Sally’s Apizza, the New Haven fixture celebrated for its coal-charred pies, is gearing up for a big push into Texas, with 45 locations marked on the brand’s internal expansion map. That would be the biggest single-state share in a nationwide rollout, the company says could eventually reach hundreds of restaurants. It would also mark a real shift for Texas diners, where New Haven-style apizza has mostly been limited to a few specialty spots. So far, the company has not released a public timetable or a list of specific Texas cities where it plans to open.

The company’s development documents outline an initial roadmap for 255 restaurants across 12 states and sketch a long-term goal of roughly 1,000 locations, according to CT Insider. In an interview with that outlet, Sally’s brand adviser Christian Bonaventura said the strategy includes a smaller, 3,000-square-foot strip-mall build intended to scale the concept while preserving its core menu and coal-fired cooking methods.

Texas Allotment Means Big Opportunity

Texas gets the largest planned slice of that growth, with 45 locations on the map, a figure first highlighted in local coverage by MySA, which notes the state total exceeds any other on the company’s chart. MySA also reports that Sally’s expects to roughly double its overall footprint to about 16 locations by the end of 2026 as it accelerates near-term openings.

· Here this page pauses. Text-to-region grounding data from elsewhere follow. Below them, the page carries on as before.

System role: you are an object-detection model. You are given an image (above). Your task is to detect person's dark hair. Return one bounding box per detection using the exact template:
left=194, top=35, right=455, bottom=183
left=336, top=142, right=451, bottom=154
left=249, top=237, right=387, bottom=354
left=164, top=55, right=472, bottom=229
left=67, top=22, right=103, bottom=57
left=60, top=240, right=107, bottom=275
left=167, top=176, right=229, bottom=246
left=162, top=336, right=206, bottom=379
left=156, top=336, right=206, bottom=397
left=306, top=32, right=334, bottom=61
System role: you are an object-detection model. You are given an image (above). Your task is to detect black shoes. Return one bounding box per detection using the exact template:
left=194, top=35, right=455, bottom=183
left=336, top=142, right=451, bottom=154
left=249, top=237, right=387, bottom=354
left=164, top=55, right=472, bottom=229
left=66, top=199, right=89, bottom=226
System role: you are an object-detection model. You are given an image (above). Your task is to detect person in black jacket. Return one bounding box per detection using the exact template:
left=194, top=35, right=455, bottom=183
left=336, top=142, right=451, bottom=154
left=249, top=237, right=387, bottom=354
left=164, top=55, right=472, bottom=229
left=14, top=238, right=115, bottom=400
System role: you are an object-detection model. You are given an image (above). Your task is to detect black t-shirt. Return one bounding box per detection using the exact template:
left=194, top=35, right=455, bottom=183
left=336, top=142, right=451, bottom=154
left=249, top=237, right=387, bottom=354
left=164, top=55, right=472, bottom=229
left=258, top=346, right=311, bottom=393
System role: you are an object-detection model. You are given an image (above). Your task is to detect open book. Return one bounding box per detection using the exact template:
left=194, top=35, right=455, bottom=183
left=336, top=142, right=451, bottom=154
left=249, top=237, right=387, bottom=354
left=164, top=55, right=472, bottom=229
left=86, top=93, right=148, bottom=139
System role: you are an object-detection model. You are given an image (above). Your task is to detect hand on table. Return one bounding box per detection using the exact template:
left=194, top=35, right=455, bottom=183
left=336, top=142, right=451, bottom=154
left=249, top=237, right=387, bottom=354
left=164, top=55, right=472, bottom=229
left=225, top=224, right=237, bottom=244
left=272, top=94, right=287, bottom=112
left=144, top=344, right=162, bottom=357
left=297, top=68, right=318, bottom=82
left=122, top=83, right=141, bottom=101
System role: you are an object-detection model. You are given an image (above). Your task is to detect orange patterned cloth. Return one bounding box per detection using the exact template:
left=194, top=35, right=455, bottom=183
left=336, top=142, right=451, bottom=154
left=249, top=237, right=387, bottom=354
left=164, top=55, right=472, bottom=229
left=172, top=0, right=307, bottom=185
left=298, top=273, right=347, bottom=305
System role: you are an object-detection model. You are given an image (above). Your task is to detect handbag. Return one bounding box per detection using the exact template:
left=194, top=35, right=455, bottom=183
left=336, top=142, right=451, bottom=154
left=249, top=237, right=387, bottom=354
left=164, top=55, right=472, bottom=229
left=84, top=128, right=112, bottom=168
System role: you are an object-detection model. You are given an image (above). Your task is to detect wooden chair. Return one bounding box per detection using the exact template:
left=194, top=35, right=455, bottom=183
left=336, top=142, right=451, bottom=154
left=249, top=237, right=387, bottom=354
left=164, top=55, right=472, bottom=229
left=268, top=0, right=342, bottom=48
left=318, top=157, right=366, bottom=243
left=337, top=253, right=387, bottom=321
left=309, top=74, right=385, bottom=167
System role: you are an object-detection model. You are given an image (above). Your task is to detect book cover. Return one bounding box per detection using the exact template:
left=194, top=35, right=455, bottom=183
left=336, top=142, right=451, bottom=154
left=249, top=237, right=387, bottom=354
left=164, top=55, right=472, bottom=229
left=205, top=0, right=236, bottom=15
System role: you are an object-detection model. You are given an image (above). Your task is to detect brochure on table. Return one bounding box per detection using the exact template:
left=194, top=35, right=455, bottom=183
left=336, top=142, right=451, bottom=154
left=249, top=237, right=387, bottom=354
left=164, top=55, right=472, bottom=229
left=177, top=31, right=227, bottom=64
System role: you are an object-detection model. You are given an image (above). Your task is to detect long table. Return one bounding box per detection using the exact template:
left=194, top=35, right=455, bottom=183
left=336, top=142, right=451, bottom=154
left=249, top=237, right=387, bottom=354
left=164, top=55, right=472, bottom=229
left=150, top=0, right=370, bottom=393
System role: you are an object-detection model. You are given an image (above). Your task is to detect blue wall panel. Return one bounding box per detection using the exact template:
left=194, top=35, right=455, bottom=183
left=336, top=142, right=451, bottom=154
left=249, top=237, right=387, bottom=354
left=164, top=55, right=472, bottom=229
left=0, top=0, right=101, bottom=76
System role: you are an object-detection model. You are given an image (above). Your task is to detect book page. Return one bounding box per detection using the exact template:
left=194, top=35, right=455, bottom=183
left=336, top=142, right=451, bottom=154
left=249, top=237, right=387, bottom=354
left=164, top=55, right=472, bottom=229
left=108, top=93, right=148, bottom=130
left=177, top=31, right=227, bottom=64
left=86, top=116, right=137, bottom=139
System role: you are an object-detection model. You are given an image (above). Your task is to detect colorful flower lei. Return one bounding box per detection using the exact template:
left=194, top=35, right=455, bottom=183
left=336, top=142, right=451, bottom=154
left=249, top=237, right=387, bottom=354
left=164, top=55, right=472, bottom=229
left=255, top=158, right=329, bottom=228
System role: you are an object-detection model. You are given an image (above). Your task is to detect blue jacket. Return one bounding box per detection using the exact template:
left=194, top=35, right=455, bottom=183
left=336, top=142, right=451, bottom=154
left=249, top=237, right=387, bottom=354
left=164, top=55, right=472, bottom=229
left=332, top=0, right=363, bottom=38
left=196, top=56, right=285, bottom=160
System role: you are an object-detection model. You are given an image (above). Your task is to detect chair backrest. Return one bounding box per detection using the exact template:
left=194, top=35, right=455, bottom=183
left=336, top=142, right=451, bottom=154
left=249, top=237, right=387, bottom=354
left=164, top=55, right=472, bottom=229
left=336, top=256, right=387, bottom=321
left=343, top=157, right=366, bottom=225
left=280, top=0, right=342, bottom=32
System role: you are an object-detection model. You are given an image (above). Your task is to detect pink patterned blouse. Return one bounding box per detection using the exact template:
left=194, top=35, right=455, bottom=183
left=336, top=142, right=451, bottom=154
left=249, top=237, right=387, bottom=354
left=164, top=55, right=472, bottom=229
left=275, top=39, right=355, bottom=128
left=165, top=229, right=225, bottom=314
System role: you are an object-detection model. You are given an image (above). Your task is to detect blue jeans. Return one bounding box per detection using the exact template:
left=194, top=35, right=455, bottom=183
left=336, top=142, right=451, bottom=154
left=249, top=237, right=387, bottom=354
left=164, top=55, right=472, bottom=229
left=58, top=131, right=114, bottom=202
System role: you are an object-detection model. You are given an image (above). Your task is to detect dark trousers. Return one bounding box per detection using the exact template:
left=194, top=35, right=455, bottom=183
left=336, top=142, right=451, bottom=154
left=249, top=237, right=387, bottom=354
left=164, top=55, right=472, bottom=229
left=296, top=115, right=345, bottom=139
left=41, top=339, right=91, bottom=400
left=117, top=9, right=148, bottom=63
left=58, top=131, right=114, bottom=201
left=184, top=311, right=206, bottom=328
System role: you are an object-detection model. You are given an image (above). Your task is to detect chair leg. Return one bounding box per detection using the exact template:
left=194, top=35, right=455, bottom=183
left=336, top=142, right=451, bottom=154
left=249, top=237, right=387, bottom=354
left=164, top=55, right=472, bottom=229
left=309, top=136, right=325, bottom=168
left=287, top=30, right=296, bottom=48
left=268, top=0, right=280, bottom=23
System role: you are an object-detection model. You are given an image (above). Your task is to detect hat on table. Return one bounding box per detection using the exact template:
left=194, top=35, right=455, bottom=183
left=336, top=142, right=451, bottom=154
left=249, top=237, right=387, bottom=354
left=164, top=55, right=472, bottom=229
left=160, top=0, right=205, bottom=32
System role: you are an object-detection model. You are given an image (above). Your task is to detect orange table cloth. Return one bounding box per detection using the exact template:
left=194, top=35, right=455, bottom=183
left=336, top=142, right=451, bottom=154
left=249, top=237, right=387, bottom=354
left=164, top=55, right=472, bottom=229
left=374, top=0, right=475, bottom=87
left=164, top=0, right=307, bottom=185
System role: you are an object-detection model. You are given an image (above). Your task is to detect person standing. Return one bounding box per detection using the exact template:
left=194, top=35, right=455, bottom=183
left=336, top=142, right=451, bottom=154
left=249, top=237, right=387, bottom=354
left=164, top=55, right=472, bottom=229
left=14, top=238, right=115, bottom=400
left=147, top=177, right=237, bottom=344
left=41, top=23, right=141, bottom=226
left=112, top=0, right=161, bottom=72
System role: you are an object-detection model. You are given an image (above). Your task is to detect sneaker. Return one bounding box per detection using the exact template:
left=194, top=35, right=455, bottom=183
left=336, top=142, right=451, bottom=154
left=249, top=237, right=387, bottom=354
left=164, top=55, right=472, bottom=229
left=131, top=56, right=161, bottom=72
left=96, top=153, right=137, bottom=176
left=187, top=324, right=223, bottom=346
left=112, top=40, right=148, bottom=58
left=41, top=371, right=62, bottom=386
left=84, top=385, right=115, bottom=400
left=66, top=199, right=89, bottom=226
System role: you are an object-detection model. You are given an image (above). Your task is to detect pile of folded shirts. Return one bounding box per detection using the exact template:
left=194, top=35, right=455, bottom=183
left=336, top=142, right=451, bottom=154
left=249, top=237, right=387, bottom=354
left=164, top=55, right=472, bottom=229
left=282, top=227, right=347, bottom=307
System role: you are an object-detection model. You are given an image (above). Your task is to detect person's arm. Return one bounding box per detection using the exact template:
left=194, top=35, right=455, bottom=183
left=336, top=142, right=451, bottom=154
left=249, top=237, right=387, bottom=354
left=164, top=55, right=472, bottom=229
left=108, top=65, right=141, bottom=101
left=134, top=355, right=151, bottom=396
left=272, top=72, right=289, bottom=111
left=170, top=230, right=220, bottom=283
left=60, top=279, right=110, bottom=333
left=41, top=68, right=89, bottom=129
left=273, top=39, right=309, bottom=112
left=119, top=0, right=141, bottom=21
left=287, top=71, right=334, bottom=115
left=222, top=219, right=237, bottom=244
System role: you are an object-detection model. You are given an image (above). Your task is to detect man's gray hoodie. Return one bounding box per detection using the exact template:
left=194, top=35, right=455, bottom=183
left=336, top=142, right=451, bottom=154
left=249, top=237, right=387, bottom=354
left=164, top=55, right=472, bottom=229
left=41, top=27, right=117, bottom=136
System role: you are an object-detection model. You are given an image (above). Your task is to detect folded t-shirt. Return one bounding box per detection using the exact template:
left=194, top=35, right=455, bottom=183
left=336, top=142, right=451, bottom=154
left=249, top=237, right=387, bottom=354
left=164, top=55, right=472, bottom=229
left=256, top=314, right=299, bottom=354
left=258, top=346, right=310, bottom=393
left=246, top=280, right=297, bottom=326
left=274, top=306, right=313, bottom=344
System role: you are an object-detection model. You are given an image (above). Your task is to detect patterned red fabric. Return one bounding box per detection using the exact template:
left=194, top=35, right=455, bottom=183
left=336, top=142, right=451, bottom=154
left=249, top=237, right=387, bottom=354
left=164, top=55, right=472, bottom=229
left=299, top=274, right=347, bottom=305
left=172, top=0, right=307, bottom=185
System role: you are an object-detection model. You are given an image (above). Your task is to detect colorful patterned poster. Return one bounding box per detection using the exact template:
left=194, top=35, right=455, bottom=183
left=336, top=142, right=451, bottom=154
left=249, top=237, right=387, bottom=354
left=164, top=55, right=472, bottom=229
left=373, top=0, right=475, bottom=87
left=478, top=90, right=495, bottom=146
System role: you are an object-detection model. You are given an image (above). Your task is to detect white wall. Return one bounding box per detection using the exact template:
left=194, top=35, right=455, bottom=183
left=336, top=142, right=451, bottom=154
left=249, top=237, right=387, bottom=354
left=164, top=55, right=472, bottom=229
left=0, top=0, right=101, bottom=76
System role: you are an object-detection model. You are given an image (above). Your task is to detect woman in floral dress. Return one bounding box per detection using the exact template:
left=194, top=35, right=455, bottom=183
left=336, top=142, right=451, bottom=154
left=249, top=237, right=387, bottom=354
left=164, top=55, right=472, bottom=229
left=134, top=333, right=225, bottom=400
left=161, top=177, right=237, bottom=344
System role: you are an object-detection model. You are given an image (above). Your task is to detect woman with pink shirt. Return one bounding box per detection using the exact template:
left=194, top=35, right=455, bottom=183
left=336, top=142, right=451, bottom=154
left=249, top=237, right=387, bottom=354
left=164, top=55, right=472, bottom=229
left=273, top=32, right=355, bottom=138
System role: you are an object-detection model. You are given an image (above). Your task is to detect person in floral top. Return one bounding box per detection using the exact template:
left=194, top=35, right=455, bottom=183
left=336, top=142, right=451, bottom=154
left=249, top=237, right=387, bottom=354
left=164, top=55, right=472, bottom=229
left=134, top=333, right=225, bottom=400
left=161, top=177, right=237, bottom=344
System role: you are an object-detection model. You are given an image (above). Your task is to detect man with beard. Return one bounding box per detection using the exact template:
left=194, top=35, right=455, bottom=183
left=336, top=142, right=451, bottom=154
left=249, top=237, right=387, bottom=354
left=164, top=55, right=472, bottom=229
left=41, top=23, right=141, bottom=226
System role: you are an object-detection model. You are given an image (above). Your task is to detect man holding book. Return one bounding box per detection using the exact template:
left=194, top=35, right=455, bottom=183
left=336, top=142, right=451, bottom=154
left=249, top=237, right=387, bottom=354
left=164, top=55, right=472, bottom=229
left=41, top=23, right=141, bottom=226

How This Could Land In Dallas-Fort Worth

If even a fraction of those Texas units land in North Texas, it would change the local pizza landscape. New Haven-style apizza is still a rarity in Dallas-Fort Worth. Fortunate Son in downtown Garland is one of the few spots turning out a similarly charred, thin-crust pie, and it pulled an 8.1 from Dave Portnoy during his One Bite review. Coverage of that stop was documented by CultureMap, which detailed how the visit sent extra attention the shop’s way.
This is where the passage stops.